L’esperimento che prova l’esistenza dei meridiani di agopuntura
L’esistenza dei meridiani di agopuntura, stante la loro non esperibilità “anatomica” diretta, ha costituito il primo e principale scoglio per l’accettazione dell’agopuntura da parte della Medicina “scientifica” occidentale; un discorso analogo è dovuto alla terminologia e alla nomenclatura medica cinese che fa ricorso a descrizioni di energie non propriamente fisiche, quanto non riconducibili al tipo di energie postulate ed ammesse dalle scienze naturali occidentali.

La prima evidenza sperimentale, peraltro schiacciante e sorprendente nei suoi risultati, fu quella ottenuta sul finire degli anni ’80 in Francia da Darras e de Vernejoul, e colleghi.
Già un decennio prima, due biofisici, R. Becker e M. Reichmanis, mostrarono l’effettiva presenza di correnti elettriche nei percorsi dei meridiani.
De Vernejoul e Darras condussero una serie di esperimenti su 80 pazienti e 50 volontari sani presso il reparto di urologia dell’ospedale Necker di Parigi. Veniva iniettato un radioisotopo del Tecnezio, il Tc99, nel punto KI7 Fu Liu, e in una zona random fuori meridiano e priva di significanza agopunturale. In questi punti (al rilevamento condotto in camera a raggi gamma) fu tracciato che il Tecnezio 99 si diffondeva a raggiera in modo casuale. Il Tecnezio 99 iniettato in KI7 si diffondeva invece in modo grosso modo rettilineo lungo il percorso del meridiano di Rene percorrendo circa 30 cm in circa 5 minuti.

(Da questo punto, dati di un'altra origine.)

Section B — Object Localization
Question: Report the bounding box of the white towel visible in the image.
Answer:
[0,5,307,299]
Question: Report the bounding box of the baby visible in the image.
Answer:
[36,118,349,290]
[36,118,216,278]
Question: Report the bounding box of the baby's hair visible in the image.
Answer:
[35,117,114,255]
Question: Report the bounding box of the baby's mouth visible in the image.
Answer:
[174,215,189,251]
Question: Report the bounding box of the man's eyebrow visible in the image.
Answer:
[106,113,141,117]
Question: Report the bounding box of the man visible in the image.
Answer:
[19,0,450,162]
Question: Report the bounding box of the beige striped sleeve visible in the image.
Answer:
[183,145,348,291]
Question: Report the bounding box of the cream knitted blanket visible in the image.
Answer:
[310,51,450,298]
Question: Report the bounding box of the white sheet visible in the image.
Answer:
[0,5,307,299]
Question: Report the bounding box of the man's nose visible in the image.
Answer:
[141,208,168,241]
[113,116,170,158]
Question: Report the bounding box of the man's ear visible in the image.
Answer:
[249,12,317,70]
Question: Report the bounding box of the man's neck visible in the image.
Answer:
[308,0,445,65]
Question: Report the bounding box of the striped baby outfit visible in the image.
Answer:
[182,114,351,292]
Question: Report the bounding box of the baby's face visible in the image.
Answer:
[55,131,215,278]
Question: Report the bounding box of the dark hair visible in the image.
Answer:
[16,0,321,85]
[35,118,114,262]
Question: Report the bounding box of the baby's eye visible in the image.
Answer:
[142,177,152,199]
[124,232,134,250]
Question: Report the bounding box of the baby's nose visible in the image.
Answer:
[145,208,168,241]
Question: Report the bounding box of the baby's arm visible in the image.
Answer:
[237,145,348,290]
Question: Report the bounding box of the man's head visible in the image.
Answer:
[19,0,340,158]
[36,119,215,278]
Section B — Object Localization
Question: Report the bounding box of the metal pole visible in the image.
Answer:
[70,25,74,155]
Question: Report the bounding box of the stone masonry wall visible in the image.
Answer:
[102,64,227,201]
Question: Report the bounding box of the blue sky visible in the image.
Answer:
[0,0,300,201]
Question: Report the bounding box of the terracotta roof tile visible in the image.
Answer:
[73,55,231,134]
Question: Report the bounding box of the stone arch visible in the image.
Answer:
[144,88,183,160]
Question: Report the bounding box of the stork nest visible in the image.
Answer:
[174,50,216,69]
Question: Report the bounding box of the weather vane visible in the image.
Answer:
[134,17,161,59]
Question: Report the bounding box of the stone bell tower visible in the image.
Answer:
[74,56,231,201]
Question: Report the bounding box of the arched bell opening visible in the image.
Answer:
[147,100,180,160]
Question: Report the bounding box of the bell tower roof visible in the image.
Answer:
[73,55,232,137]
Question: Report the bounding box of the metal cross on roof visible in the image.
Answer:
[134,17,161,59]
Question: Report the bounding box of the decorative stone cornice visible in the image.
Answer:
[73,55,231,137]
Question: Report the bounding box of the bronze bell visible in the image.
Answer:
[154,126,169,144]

Si impone qui però una riflessione epistemologica più generale. Di per sé infatti questi flussi di elettroliti (probabilmente solidali col flusso dei liquidi interstiziali) non vanno confusi tout court con i meridiani né con il Qi ad essi associato: questa confusione sarebbe come quella di chi prendesse “il dito per la luna”. Il flusso di elettroliti (forse anche della frazione di acqua della matrice) risponde forse ad un ipotetica differenza di potenziale elettrochimico ma questa di per sé non è sufficiente a spiegare il percorso rettilineo o rettiforme di questi flussi. Dobbiamo ancora una volte ritornare sul concetto di energie sottili e di Forze plasmatricidel piano eterico, che orientano da un livello superiore, iperfisico, ma immediatamente contiguo al piano fisico, le forze più grossolane o “dense”. Le stesse forze orientano ad esempio gli ioni nel cosiddetto effetto corona, in atto nei fenomeni Kirlian. Fenomeno assolutamente descrivibile e noto alla fisica anche sugli oggetti inanimati (nessuno ha mai negato che un sasso abbia un campo eterico), ma in grado di dare disposizioni particolari soltanto in presenza di forme viventi (o di significative variazioni in ragione dello stato emozionale e vitale dei soggetti).
Solo postulando questo piano di forze, che non coincide con nessuna delle energie della fisica (meccanica, termica, elettromagnetica o elettrochimica), ma di cui le energie note alla fisica sono la manifestazione sul piano più denso, si possono spiegare appieno determinati fenomeni altrimenti inesplicabili (come ad esempio il biochimico Sheldrake ha indicato in relazione non solo a fenomeni complessi come l’etologia animale ma anche in relazione alla cristallografia e alla chimica inorganica). Ogni altro tentativo “riduzionista” è destinato non solo a fallire -perché poggiato su assunti falsi- ma anche a coprirsi a volte di una certa dose di ridicolo.
Il termine “Qi” è un modo tipico cinese per indicare forze di questo ordine iperfisico. Questa ultima riflessione è volta, fra l’altro, a giustificare appieno l’utilizzo di questo termine della nomenclatura cinese, assolutamente indispensabile per descrivere il campo d’azione dell’agopuntura. Tentativi riduzionistici di spiegazione dell’agopuntura (es. modelli neurologici come la teoria dei cancelli) ne spiegano solo degli aspetti parziali come l’effetto anestetico, ma non la totalità degli effetti terapeutici multi livello, compresi gli effetti psichici. Ugualmente il concetto di Qi racchiude una serie di sensi e di significati (oltre a una sua specifica realtà ontologica ignota alla scienza occidentale) irriducibile a concetti fisicalisti. Il che evidenzia che l’accettazione della Medicina Cinese in senso integrale suppone un differente paradigma scientifico ed epistemologico che include anche un’ontologia del tutto divergente da quella della scienza occidentale e che in Occidente verrebbe ascritta alla “metafisica”.